Martha's Insatiable Desires is the never-before-told story of how actress Martha Hyer stole approximately 10 million dollars from hubby famed producer Hal Wallis. As a couple, Hyer and Wallis were somewhat mismatched. He was a boy from the slums of Chicago whose success in the movie business (196 films over a 44-year career) owed as much to his ability to pinch a penny as to his aptitude for wheeling and dealing. Beautiful, sexy Martha was a relentless shopaholic who dealt with her addiction through skullduggery. To get relief from huge mounting personal debt she mortgaged Hal's Beverly Hills mansion, his 12-room oceanside "getaway" in Trancas Canyon, and their desert home in Palm Springs.

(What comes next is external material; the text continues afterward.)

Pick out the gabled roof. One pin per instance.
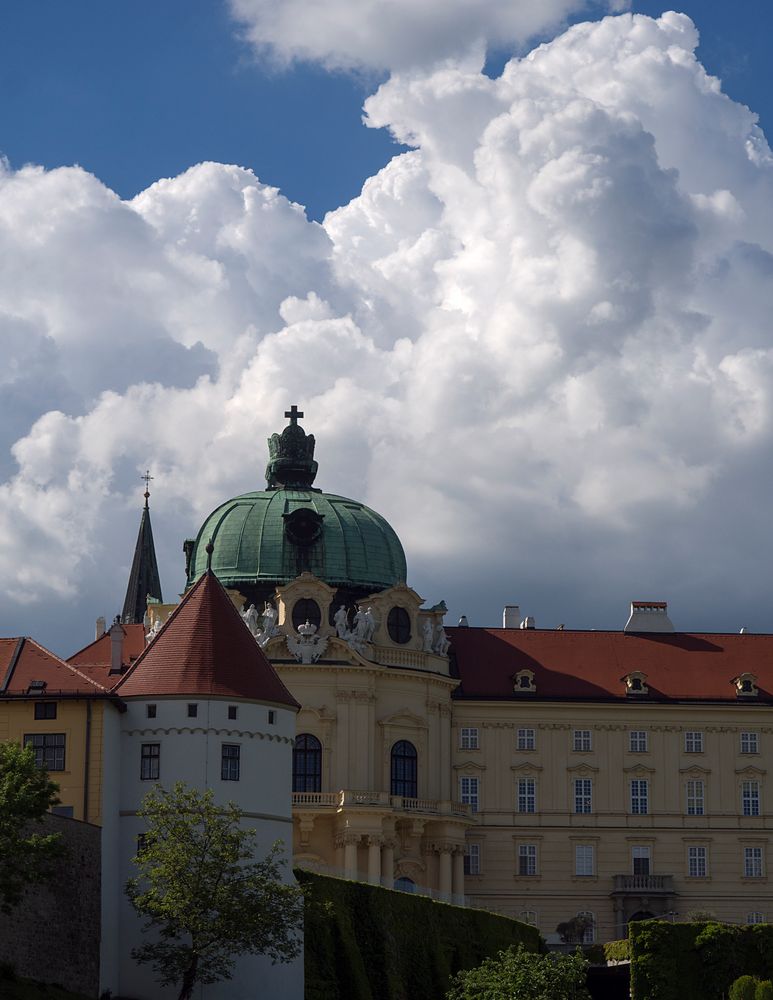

And then there arose the itchy question of what to do about Hal’s small but superior collection of French Impressionist paintings hanging there in the sun room of their L.A. abode doing nobody any particular good….
About the Author
Carter Wilson is the author of six novels, a children's story, and two earlier books of ethnographic nonfiction. As a young man he lived in Mayan communities in southern Mexico and wrote and produced a documentary film called "Appeals to Santiago" about an eight-day Mayan religious festival, "Appeals to Santiago" (https://www.youtube.com/watch?v=HKG94SRJtg4). Later he studied Quechua people's use of coca leaf in Peru on a grant from the U.S. National Institute on Drug Abuse. His children's novel, On Firm Ice, is about Netsilik Inuit people of Canada, Treasures On Earth, a fictional account of the discovery of Machu Picchu in Peru seen through the eyes of a photographer who is also in the midst of discovering he is gay. Wilson’s first novel, Crazy February, has been in print 59 years. He wrote the narration for two Oscar-winning documentaries, "The Times of Harvey Milk" (with Judith Coburn) and "Common Threads," and received the Ruth Benedict Prize from the gay section of the American Anthropology Association for his "Hidden in the Blood.”